Boubakeur: Eu sabia que se tratava de uma palestra diante de estudantes e professores, de modo que ele estava transmitindo uma mensagem educativa. Mas ela foi moldada por uma abordagem datada do relacionamento entre o cristianismo e o Islã.

Spiegel Online: Isso causou rebuliço no mundo muçulmano, protestos nos países árabes e ataques contra cristãos no Oriente Médio.

Boubakeur: Compreensivelmente. As decisões do Concílio Vaticano Segundo de diálogo inter-religioso pareciam ter sido esquecidas, e nós voltamos ao relacionamento que foi descrito como a "polêmica muçulmano-cristã". Para mim, pareceu um retorno aos primórdios, quando a Igreja Cristã julgava o Islã como sendo uma heresia.

Spiegel Online: Permaneceu alguma amargura?

Boubakeur: Foi errado lembrar às pessoas sobre os conflitos entre o cristianismo e o Islã, daqueles confrontos que duraram séculos. Ao fazê-lo, Bento abriu espaço para uma interpretação dogmática, enganadora.

Spiegel Online: É preciso permitir críticas.
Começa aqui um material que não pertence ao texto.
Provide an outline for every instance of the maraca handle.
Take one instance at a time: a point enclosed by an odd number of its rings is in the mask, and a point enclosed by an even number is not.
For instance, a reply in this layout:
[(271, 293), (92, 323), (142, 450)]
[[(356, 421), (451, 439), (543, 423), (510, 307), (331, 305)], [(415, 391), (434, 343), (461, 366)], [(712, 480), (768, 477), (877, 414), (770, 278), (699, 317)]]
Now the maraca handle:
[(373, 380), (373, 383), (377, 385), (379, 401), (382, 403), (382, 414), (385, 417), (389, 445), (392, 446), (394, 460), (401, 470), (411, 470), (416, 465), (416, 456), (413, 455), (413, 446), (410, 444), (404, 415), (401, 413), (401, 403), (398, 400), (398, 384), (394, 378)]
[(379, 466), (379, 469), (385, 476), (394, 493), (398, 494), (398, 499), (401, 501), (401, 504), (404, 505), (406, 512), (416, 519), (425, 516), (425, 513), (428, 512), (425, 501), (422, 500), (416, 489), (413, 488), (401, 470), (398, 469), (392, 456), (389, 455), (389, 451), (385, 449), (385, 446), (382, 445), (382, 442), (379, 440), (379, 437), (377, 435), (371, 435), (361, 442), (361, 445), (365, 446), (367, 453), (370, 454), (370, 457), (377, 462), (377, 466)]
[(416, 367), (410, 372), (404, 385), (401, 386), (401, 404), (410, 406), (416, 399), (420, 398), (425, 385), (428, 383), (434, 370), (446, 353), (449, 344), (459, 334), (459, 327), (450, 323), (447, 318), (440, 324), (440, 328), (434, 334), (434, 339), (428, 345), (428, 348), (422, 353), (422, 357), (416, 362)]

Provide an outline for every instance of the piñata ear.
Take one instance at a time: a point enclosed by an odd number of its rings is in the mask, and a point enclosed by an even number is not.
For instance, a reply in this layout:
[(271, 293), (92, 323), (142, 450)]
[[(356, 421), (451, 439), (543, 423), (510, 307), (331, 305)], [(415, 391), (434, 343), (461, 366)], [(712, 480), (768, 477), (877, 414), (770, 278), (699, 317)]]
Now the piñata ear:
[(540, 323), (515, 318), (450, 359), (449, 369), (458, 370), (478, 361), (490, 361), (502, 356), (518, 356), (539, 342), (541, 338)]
O papa lembrou às pessoas sobre liberdade religiosa, quando os cristãos nos países árabes estavam sendo discriminados e perseguidos.

Boubakeur: Sim. Mas às vezes essa exposição vem carregada de islamofobia, quando a crítica faz uso de termos que costumam ser disseminados pelos oponentes do Islã. Bento 16 repetiu o que lhe disseram, mas sem compreensão pessoal. Onde estava a conversa sobre irmandade?

Spiegel Online: O papa alemão foi mais um fiscal da pureza teológica do que um pastor?

Boubakeur: Bento 16 sem dúvida foi profundamente influenciado por seu trabalho como prefeito da Congregação para a Doutrina da Fé, o cargo que ele exercia antes de sua eleição (ao papado) em Roma. Aquele era seu papel, sua função, sua missão.

Spiegel Online: Uma de suas muitas publicações é intitulada "The Shock of Religions: Jews, Christians, Muslims –is Coexistence Possible?" ("o choque de religiões: judeus, cristãos, muçulmanos –a coexistência é possível?" em tradução livre). No livro, de 2004, o senhor respondeu a questão positivamente. E hoje?

Boubakeur: A resposta ainda é a mesma. Mas é preciso que, para a coexistência em uma sociedade, as religiões se sintam comprometidas com os mesmos valores. Apenas quando nenhuma crença individual receber tratamento preferencial é que existirão as condições para uma verdadeira democracia e uma coexistência livre de conflitos. Assim, com um novo papa, é possível torcer por um novo começo para o diálogo entre as religiões.